Punk Will Eat Itself

The Complete Pro-Canthology

A review of The Complete Pro-Canthology by Keenan Poloncsak

Published on July 4, 2024

Gentrification, displacement, immigration, alienation, addiction, police brutality, and Montreal: these are the consistent themes throughout Keenan Poloncsak’s work. The newly released Complete Pro-Canthology is the collected works of his early comic PRO-CAN (short for pro-cannibalism), the full series collected into one book.
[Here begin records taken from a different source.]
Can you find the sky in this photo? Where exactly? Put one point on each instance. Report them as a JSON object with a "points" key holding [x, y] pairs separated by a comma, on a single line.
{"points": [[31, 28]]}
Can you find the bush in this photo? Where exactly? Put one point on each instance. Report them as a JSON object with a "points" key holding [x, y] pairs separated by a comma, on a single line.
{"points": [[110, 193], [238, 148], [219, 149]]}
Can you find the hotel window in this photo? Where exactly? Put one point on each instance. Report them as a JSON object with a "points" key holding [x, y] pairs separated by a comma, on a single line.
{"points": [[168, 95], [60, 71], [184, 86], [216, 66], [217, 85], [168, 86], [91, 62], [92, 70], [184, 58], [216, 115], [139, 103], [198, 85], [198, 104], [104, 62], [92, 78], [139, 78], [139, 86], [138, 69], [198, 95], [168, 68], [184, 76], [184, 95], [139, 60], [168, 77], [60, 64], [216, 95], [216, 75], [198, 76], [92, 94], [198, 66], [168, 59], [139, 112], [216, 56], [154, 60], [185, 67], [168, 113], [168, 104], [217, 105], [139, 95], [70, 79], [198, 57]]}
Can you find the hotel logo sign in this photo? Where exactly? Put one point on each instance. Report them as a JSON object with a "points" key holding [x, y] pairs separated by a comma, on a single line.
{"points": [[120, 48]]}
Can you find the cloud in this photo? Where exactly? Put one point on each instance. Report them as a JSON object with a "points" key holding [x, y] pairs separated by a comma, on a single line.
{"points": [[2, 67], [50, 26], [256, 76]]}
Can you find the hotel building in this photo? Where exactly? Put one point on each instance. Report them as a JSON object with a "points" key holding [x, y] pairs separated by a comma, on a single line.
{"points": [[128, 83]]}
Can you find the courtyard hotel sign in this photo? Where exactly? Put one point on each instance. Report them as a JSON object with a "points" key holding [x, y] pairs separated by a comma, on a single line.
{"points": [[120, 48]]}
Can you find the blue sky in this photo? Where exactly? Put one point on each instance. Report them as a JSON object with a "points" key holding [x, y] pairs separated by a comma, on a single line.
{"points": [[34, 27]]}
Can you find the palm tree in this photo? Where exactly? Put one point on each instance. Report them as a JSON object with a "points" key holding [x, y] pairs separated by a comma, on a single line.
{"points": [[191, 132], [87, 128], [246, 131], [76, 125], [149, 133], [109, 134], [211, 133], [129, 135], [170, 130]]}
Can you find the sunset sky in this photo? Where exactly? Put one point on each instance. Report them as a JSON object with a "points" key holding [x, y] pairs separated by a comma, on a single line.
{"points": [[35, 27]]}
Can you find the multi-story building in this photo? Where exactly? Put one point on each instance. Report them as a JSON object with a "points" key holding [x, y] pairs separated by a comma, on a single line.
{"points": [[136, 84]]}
The Complete Pro-Canthology
Keenan Poloncsak


I first met Poloncsak when he was selling comics inside Frontenac station. Poloncsak is one of the few one-man-show artists: He is not only self-published, but completely self-started. He managed to fund most of his projects, including the 2014 film based on the PRO-CAN series, through selling his work in the subway and on the street. After many years of apprenticeship (bookbinding is a particular art), Poloncsak now runs his own restoration and bookbinding shop, Le Relieur des Faubourgs, in East Montreal. (Visit for all your book repair needs, to attend a workshop, or, most importantly, to support and sustain your local artist!) 

The PRO-CAN series ran for nine issues in total, and began when Poloncsak was in CEGEP, running from the end of 2006 to the beginning of 2009. The comic takes place in a reimagined Montreal, where a new, powerful street drug called “pro-can’’ is in circulation. When taken, pro-can always ends up consuming the user, and does not allow them to remember their bad trip – though this is of little importance, since it also always leads to death (and becoming a cannibal zombie). While reading, one can only think of the recent rise of potent drugs like fentanyl. This may make the series sound like a warning against drug use, but it is not a preachy comic in any way. Rather, it is a sort of prescient warning of things that were just around the corner in Montreal. 

Poloncsak’s illustrations and art are always evolving. For the PRO-CAN comic, he uses an array of artistic media, including marker, pen, ink, pencil, charcoal, collage, and Letraset. Looking back on his own early work, which includes PRO-CAN, Poloncsak feels that it was “very naive and you can tell.’’ However, when coming across the naiveté of his early and eager hand, there is a strong charming effect. Even as a hardened citizen, I find it impossible to resist being swayed by all the recognizable Montreal backgrounds and cultural references. For instance, the punk subculture (with cameos from some of Poloncsak’s good friends) that thrived in and around Griffintown is heavily featured – an important subculture that has long been aware of all the glorious failings and hideous effects of capitalism, another theme explored in this anthology.

Even though Poloncsak feels that parts of the PRO-CAN comic are now a bit passé, or contain a kind of naive vigour, The Complete Pro-Canthology is highly relevant, particularly to the city of Montreal. The comic is in both French and English, as Poloncsak grew up speaking both languages from a young age. My favourite issue in the anthology is the French issue. On its cover, we can see a Jesus figure on a cross. Right near the hands of our Jesus, instead of nails, we see the words “nazionalisme” and “multiculturéalisme.” I especially like the part of the storyline in which we see the words “ralentissement sur la ligne verte”– how it plays into the specific Montreal commute, that dark collective consciousness, a mixed resentment over a possible suicide that could make one ten minutes late for work. 

Poloncsak’s collage style is interesting both visually and historically, featuring clippings from the no-longer-published free newspapers that used to be given out to commuters. I also like all the Québécois swear words and crass expressions written across the pages, and find there is an almost onomatopoeic effect to this. A unique and important work, especially amid the intense language issues the city currently faces, PRO-CAN feels like a Montreal comic for Montrealers.mRb

Esinam Beckley is a full-time scribe, student for life, and film enthusiast. She enjoys collecting the written word, tinkering with music wires in her bedroom, but especially mixing the two. She loves her parents, knitted garments, and art.